The observation that only a subset of biomass precursors is susceptible to impairment may result from a general, non-plant-specific, vulnerability of the respective synthesis pathways. To investigate the general fragility of these synthesis pathways, we have included the network comprising all reactions from MetaCyc [52] as a hypothetical host network. The impairment of the pathogens on the MetaCyc network (marked MC) is displayed in the top row of each panel in Figure 4. Histidine, for example, is as strongly impaired in the MetaCyc network as it is in the plant networks, suggesting that the full set of reactions does not provide a higher robustness for histidine synthesis when compared to the plant-specific synthesis pathways. Lysine production is impaired in the MetaCyc network only by the two pathogens U. maydis and M. larici-populina, which also impair lysine production in the plant networks. However, the considerably lower impairment scores (0.12 and 0.09, respectively) indicate that the full set of MetaCyc reactions provides more alternative synthesis routes and thus displays an increased robustness against competition by the pathogens. An interesting pattern is observed for the impairment of TTP. The pathogens U. maydis and S. sclerotiorum, which strongly impair TTP production in plant networks, also exhibit the strongest effect on the full network, albeit with a lower impairment score (0.64 and 0.27, respectively). By contrast, X. oryzae, which also strongly impairs TTP in plant networks, has only a negligible effect on the full network (<0.01). This indicates that in the case of X. oryzae other metabolic routes exist in MetaCyc, which could circumvent the removal of the required nutrients, while this is not the case for U. maydis and S. sclerotiorum.

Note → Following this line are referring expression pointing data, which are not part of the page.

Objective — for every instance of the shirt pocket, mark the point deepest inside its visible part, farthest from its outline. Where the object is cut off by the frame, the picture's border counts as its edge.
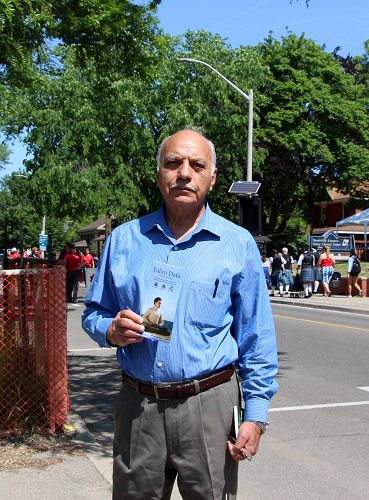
(203, 310)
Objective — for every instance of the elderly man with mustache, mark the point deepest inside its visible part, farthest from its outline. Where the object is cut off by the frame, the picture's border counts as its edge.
(174, 412)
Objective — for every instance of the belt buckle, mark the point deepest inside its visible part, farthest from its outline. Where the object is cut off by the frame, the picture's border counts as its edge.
(156, 387)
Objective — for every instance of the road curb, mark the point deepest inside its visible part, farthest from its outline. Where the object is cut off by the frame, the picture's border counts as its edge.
(93, 450)
(314, 305)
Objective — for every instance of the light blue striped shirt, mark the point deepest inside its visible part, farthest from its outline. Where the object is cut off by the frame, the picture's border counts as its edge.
(208, 332)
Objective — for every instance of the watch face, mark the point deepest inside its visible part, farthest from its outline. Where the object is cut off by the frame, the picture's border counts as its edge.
(263, 426)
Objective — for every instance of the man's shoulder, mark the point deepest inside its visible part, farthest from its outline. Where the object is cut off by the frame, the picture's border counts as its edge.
(226, 226)
(143, 223)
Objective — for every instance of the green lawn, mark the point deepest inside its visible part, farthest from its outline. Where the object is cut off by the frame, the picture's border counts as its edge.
(342, 268)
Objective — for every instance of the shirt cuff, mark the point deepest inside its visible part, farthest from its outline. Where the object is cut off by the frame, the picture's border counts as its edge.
(256, 410)
(102, 329)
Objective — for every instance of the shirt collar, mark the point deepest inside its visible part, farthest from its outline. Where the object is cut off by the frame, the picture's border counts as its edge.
(157, 219)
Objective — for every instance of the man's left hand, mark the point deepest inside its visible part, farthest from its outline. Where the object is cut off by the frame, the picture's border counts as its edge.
(247, 439)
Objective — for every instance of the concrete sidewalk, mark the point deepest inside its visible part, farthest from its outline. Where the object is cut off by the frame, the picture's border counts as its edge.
(94, 381)
(356, 304)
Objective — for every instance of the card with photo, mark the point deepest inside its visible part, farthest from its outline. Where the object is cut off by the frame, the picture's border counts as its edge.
(160, 302)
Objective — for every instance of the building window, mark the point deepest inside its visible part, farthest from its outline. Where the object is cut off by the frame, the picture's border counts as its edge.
(323, 214)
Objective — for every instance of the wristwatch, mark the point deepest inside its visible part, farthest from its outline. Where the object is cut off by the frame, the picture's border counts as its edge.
(262, 425)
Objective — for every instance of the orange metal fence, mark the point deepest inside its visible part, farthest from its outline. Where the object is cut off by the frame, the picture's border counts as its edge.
(33, 350)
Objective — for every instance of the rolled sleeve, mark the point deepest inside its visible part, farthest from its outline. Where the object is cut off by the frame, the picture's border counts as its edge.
(254, 331)
(101, 301)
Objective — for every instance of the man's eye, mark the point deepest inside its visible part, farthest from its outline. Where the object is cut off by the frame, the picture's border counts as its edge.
(171, 163)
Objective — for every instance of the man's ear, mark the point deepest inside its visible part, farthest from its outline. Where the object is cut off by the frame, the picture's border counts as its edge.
(213, 179)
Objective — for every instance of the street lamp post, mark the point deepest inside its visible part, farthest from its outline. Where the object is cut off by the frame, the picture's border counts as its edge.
(250, 99)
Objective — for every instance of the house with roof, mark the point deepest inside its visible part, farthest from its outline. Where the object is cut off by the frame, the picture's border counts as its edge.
(334, 214)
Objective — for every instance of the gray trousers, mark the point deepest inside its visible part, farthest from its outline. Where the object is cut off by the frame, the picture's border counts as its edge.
(156, 441)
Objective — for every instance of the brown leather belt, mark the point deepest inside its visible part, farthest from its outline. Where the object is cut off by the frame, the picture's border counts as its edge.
(179, 390)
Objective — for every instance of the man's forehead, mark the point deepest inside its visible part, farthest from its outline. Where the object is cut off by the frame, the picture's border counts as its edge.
(187, 140)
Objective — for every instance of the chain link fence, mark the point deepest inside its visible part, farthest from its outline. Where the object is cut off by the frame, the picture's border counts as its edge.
(33, 351)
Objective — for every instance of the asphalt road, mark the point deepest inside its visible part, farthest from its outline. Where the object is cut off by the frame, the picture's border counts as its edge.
(318, 441)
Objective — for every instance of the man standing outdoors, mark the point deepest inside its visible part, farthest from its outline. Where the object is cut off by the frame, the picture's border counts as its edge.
(153, 315)
(73, 266)
(175, 408)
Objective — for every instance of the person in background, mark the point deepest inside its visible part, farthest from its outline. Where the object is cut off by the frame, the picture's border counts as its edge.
(64, 251)
(87, 262)
(35, 253)
(352, 277)
(306, 263)
(277, 263)
(317, 271)
(175, 408)
(265, 262)
(73, 266)
(326, 263)
(87, 259)
(288, 278)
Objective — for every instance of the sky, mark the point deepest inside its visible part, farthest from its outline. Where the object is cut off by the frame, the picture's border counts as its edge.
(334, 23)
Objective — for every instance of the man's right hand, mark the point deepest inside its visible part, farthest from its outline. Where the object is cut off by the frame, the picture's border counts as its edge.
(125, 329)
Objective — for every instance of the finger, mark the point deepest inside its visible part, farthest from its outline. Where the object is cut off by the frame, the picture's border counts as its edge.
(127, 313)
(128, 326)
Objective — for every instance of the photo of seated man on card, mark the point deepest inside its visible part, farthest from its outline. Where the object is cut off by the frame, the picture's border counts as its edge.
(154, 321)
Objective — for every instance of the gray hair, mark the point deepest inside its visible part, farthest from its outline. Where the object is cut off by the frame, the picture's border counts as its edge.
(212, 150)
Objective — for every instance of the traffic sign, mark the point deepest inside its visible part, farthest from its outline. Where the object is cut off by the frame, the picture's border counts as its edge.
(42, 242)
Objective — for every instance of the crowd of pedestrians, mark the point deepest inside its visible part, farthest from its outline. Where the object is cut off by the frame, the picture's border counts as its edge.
(75, 264)
(312, 269)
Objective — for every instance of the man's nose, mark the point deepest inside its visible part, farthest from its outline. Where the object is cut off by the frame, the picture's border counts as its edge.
(184, 171)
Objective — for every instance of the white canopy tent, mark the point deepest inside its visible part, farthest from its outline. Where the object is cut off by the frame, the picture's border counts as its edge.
(358, 219)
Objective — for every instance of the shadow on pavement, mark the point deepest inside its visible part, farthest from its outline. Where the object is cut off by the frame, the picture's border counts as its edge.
(94, 383)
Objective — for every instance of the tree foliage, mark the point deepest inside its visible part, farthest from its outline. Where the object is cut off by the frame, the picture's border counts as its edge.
(103, 99)
(313, 126)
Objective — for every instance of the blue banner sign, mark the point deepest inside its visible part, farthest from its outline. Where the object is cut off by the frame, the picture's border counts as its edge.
(337, 244)
(42, 242)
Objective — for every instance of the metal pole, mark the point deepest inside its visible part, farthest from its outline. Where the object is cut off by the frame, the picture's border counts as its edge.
(249, 136)
(249, 97)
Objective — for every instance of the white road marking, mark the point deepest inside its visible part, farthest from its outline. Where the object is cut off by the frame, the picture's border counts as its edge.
(92, 349)
(317, 407)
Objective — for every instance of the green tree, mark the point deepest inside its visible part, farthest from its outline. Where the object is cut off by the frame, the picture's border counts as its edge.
(313, 127)
(4, 155)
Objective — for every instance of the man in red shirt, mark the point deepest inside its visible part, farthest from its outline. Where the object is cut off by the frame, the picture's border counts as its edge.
(73, 266)
(87, 259)
(88, 262)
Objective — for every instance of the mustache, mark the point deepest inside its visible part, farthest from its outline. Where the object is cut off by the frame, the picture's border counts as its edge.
(183, 186)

As a general tendency, the impairment patterns appear to be largely determined by the pathogens and rather independent of the host species. For a systematic investigation of the similarities in the impairment patterns, we quantify the overall effect of a pathogen on a host by the vector containing as elements the 28 impairment scores for the biomass precursors and calculated the pairwise Manhattan (1-norm) distances. These distances were used to perform a multi-dimensional scaling [53] to visualize similarities and differences. The resulting plot (Figure 5) highlights that pairs containing the same pathogens (same colors) are always grouped together, confirming that the impairment pattern is largely determined by the pathogen. Furthermore, it can be observed that in most cases the impairment on the full MetaCyc network (squares) is clearly distinguished from the impairment on the plant networks. The only exception is P. syringae, which displays a similar effect on the full network as on the plant-specific networks. This exception can be explained by the fact that P. syringae mainly impairs the production of histidine. However, as discussed above, histidine production is almost equally impaired in the full MetaCyc network as in the plant-specific networks.